Integration of personalized dependencies at Amazon Sagemaker Canvas Flows of Work

When implementing automatic learning workflows (ML) on the amazon Sagemaker canvas, organizations may consider the external dependencies necessary for their specific use cases. Although the Sagemaker canvas provides powerful capabilities without code and low code for rapid experimentation, some projects may require specialized dependencies and libraries that are not included by default on the SageMaker canvas. This publication provides an example of how to incorporate a code that is based on external dependencies in its SageMaker canvas workflows.

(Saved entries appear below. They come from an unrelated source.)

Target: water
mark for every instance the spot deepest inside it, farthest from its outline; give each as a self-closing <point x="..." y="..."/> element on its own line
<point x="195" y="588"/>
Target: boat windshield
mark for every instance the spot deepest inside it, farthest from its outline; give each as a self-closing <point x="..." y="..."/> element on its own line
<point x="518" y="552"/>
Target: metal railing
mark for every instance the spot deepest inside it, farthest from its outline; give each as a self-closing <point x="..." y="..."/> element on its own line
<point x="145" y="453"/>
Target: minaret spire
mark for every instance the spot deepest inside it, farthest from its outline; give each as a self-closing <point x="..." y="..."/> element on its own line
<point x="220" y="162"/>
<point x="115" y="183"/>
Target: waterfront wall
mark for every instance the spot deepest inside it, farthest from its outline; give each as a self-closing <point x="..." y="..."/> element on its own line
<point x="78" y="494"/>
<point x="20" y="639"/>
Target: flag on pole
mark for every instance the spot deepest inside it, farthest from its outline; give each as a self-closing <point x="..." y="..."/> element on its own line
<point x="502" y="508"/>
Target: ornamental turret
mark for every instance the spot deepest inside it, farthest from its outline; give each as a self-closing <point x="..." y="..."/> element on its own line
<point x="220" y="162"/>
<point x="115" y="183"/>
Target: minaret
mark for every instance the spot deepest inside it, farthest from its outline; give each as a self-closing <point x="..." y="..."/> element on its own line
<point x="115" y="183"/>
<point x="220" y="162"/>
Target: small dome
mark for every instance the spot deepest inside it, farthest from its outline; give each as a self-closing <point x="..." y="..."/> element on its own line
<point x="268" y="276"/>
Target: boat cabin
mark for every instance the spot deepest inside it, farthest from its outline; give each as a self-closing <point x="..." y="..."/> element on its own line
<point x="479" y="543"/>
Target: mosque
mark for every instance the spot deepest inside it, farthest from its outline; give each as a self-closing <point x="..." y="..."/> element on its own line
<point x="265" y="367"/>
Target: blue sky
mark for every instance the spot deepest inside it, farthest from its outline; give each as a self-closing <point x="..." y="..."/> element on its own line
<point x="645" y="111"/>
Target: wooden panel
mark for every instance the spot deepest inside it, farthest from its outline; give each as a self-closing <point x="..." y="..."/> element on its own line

amazon Sagemaker Canvas is a ML platform without low code code (LCNC) that guides users through each stage of the ML trip, from the preparation of initial data to the implementation of the final model. Without writing a single line of code, users can explore data sets, transform data, create models and generate predictions.

SageMaker Canvas offers comprehensive data disputes that help you prepare your data, including:

More than 300 transformation steps incorporated
Feature engineering capabilities
Data standardization and cleaning functions
A custom code editor that supports Python, Pyspark and Sparksql

In this publication, we demonstrate how to incorporate dependencies stored in amazon Simo Storage Service (amazon S3) within a Data Wrangler Data Flow by amazon Sagemaker. Using this approach, you can execute custom scripts that depend on modules that are not inherently compatible with SageMaker Canvas.

General solution of the solution

To show the integration of customs and personalized dependencies of amazon S3 in Sagemaker Canvas, we explore the following example workflow.

The solution follows three main steps:

Load Scripts and Custom Units at amazon S3
Use SageMaker Data Wrangler in SageMaker Canvas to transform your data using the loaded code
Train and export the model

The following diagram is the architecture of the solution.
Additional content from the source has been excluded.